While smoking is one risk factor in the development of IPF and can induce DNA damage, we found no association between pack years of smoking and the extent of chromosomal damage. However, this was limited by the small sample size and high variability in smoking history of our subjects. A recent study found bacteria may contribute to persistent injury in IPF [19]. while another study has found an association with air pollution and early fibrotic lesions [20]. Though whether these insults contribute to chromosomal damage remains unknown. We propose the hypothesis that chromosomal damage is not due to a single causative agent but to cumulative damage over a lifetime of exposure to multiple factors.

We found increased γ-H2A.X was correlated with increased elastin staining and to structural changes in the IPF lung as measured by decreased microCT surface density but not collagens. As parenchymal collapse before initiation of fibrosis is suggested to be an early events in the development of IPF [21] these data suggest chromosomal damage is related to the parenchymal collapse in the early stage of IPF and not with the fibrosis present at later stages of the disease, similar to what has been found in animal models [18].

Increased fibrosis, measured by total collagen, was correlated with increased telomere length, this paradoxical finding can be explained by studies that have shown type II alveolar epithelial (AT2) cells are decreased in the fibroblastic foci [22] and these cells have significantly shorter telomeres than neighbouring cells [6, 11]. Together, loss of the AT2 cells in the fibroblastic regions would increase the average telomere length of remaining cells (i.e. fibroblasts), in line with our findings. However, honeycombing, usually present in end-stage fibrosis, was not correlated with either RTL or γ-H2A.X in our samples.

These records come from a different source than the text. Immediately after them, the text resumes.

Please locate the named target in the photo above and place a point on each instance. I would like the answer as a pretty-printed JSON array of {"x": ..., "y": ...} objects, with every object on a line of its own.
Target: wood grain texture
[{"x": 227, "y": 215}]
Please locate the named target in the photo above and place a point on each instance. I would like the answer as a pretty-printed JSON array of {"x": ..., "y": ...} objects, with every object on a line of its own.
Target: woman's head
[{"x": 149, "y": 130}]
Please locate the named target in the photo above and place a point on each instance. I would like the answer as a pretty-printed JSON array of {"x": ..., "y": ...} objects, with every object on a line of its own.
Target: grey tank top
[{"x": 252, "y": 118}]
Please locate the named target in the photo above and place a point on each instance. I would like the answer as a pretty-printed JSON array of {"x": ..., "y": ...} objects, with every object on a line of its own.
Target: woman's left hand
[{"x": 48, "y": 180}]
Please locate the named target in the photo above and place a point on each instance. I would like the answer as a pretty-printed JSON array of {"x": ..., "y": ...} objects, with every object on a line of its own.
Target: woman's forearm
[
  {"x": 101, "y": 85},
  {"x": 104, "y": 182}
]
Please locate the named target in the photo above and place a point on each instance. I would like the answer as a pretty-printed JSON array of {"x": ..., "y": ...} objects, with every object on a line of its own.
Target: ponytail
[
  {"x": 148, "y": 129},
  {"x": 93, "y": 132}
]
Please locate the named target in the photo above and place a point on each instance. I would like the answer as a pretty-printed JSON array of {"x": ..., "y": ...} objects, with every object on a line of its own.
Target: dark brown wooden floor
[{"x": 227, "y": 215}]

One limitation of this study was the use of explant lungs to measure telomere length. While use of these lungs was necessary to document the regional differences in telomere length and chromosomal damage, the patients included in this study have a more rapidly progressive disease and would be biased towards those with telomere dysfunction [23]. Therefore, our findings may overestimate the effects of telomere length in the general IPF patient population but is likely representative of the more severe phenotype of IPF. We also used a real-time PCR method to determine telomere lengths, which has higher assay variability compared to the traditionally used Southern blot terminal restriction fragment analysis (TRF) method or the Flow-FISH method used in experimental settings [24, 25]. However, we participated in an inter-laboratory comparison and achieved coefficients of variation of less than 8%.

Finally, we noted extensive γ-H2A.X staining in the airway bronchial epithelium. Immunostaining of γ-H2A.X in IPF airway epithelial cells has been reported recently by one group that they related to cellular senescence but not to extent of disease [26]. Chromosomal DNA damage in the airway epithelial cells adds to the accumulating evidence [27, 28] that the airways may be important in IPF.

Conclusions

We have identified changes in telomere length and chromosomal damage in end-stage IPF lungs. Chromosomal damage, measured by γ-H2A.X staining, was associated with parenchymal collapse but not fibrosis suggesting a role for this process in the early stages of IPF progression.